[FFmpeg-user] should I shoot the dog?

Tue Sep 29 17:48:42 EEST 2020

On 09/29/2020 09:20 AM, Devin Heitmueller wrote:
> Hi Mark,

Hi Devin. Thanks much!

Your response came in while I was composing my previous message. I see (below) that performance is a 
major issue. That absolutely makes sense because, after accuracy, speed is the next most important 
objective (and for some use cases, may actually be more important).

I imagine that format-to-format conversion is probably the most optimized code in ffmpeg. Is there a 
function library dedicated solely to format conversion? I ask so that, in what I write, I can assure 
users that the issues are known and addressed.

For my modest purposes, a sketch of planar v. packed is probably all that's needed. I think you've 
made "planar" clear. Thank you for that. I can imagine that the structure of packed is 
multitudinous.
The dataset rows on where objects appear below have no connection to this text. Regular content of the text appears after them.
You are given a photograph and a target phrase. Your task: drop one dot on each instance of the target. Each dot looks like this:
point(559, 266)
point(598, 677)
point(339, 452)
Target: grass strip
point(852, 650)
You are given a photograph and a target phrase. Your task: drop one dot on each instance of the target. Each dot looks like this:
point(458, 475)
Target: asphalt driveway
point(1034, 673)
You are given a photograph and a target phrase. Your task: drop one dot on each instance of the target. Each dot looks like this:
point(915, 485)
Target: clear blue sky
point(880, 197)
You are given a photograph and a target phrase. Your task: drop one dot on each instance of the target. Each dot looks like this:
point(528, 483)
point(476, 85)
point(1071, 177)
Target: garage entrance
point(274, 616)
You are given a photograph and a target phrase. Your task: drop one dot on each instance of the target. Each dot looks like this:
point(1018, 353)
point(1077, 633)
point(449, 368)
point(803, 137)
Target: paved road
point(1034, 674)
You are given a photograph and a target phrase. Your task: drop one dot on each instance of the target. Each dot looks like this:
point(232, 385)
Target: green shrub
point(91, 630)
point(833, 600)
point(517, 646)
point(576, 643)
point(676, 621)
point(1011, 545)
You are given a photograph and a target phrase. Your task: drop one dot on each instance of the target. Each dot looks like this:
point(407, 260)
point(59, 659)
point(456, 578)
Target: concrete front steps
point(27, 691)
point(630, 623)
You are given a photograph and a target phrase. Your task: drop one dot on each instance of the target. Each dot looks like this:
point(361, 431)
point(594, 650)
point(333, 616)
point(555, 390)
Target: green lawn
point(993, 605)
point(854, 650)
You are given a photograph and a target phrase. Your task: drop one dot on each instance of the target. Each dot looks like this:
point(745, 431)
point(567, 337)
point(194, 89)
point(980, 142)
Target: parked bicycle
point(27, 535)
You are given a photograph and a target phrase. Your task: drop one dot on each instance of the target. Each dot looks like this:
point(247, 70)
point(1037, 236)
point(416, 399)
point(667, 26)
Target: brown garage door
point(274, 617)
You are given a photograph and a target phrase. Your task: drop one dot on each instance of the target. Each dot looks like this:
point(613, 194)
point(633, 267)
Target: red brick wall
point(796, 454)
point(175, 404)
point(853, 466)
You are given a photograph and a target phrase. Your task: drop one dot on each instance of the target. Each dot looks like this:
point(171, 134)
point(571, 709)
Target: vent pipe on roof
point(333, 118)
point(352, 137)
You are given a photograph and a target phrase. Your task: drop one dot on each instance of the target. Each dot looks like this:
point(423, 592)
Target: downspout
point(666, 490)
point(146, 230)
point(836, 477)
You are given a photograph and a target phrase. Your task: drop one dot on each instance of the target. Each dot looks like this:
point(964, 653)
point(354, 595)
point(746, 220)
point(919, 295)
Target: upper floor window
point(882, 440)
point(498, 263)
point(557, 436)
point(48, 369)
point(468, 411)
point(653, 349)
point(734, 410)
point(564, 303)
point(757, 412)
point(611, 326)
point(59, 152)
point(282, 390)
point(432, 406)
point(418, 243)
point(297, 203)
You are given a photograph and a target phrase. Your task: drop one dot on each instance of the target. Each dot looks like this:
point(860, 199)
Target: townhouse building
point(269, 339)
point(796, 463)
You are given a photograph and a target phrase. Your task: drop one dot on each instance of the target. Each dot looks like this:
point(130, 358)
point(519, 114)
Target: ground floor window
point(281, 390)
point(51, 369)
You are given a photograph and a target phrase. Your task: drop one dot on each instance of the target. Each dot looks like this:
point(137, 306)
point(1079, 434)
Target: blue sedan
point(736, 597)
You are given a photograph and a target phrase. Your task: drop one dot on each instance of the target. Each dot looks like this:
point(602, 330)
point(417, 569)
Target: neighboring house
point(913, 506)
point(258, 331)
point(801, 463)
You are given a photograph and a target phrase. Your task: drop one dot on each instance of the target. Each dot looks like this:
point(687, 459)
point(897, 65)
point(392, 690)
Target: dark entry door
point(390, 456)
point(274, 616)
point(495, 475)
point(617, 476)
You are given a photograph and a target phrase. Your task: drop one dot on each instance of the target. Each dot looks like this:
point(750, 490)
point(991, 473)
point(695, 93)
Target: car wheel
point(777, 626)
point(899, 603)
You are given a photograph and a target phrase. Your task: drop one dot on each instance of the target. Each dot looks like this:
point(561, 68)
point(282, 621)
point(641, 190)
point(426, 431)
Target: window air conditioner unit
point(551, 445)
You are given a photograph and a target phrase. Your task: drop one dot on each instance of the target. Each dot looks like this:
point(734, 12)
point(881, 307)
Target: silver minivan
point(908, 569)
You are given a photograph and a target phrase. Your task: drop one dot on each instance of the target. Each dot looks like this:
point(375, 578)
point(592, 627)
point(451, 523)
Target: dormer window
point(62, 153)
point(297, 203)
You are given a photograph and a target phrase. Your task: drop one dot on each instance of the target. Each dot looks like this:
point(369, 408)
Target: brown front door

Why is it called "packed"? How is it packed? Are the luma & chroma mixed in one 
buffer (analogous to blocks in macroblocks) or split into discrete buffers? How are they spacially 
structured? Is there any special sub structures (analogous to macroblocks in slices)? Are the sub 
structures, if any, format dependent?

> So when you talk about the decoded frames, there is no concept of
> macroblocks.  There are simple video frames with Y, Cb, Cr samples.
> How those samples are organized and their sizes are determined by the
> AVFrame format.
> 
>> "Packed" and "planar", eh? What evidence do you have? ...Share the candy!
>>
>> Now, I'm not talking about streams. I'm talking about after decoding. I'm talking about the buffers.
>> I would think that a single, consistent format would be used.
> 
> When dealing with typical consumer MPEG-2 or H.264 video, the decoded
> frames will typically have what's referred to as "4:2:0 planar"
> format.  This means that the individual Y/Cb/Cr samples are not
> contiguous.  If you look at the underlying data that makes up the
> frame as an array, you will typically have W*H Y values, followed by
> W*H/4 Cb values, and then there will be W*H/4 Cr values.  Note that I
> say "values" and not "bytes", as the size of each value may vary
> depending on the pixel format.
> 
> Unfortunately there is no "single, consistent format" because of the
> variety of different ways in which the video can be encoded, as well
> as performance concerns.  Normalizing it to a single format can have a
> huge performance cost, in particular if the original video is in a
> different colorspace (e.g. the video is YUV and you want RGB).
> Generally speaking you can set up the pipeline to always deliver you a
> single format, and ffmpeg will automatically perform any
> transformations necessary to achieve that (e.g. convert from packed to
> planer, RGB to YUV, 8-bit to 10-bit, 4:2:2 to 4:2:0, etc).  However
> this can have a severe performance cost and can result in quality loss
> depending on the transforms required.
> 
> The codec will typically specify its output format, largely dependent
> on the nature of the encoding, and then announce AVFrames that conform
> to that format.  Since you're largely dealing with MPEG-2 and H.264
> video, it's almost always going to be YUV 4:2:0 planar.  The filter
> pipeline can then do conversion if needed, either because you told it
> to convert it or because you specified some filter pipeline where the
> individual filter didn't support what format it was being given.
> 
> See libavutil/pixfmt.h for a list of all the possible formats in which
> AVFrames can be announced by a codec.
> 
> Devin

-- 
The U.S. political problem? Amateurs are doing the street fighting.
The Princeps Senatus and the Tribunus Plebis need their own armies.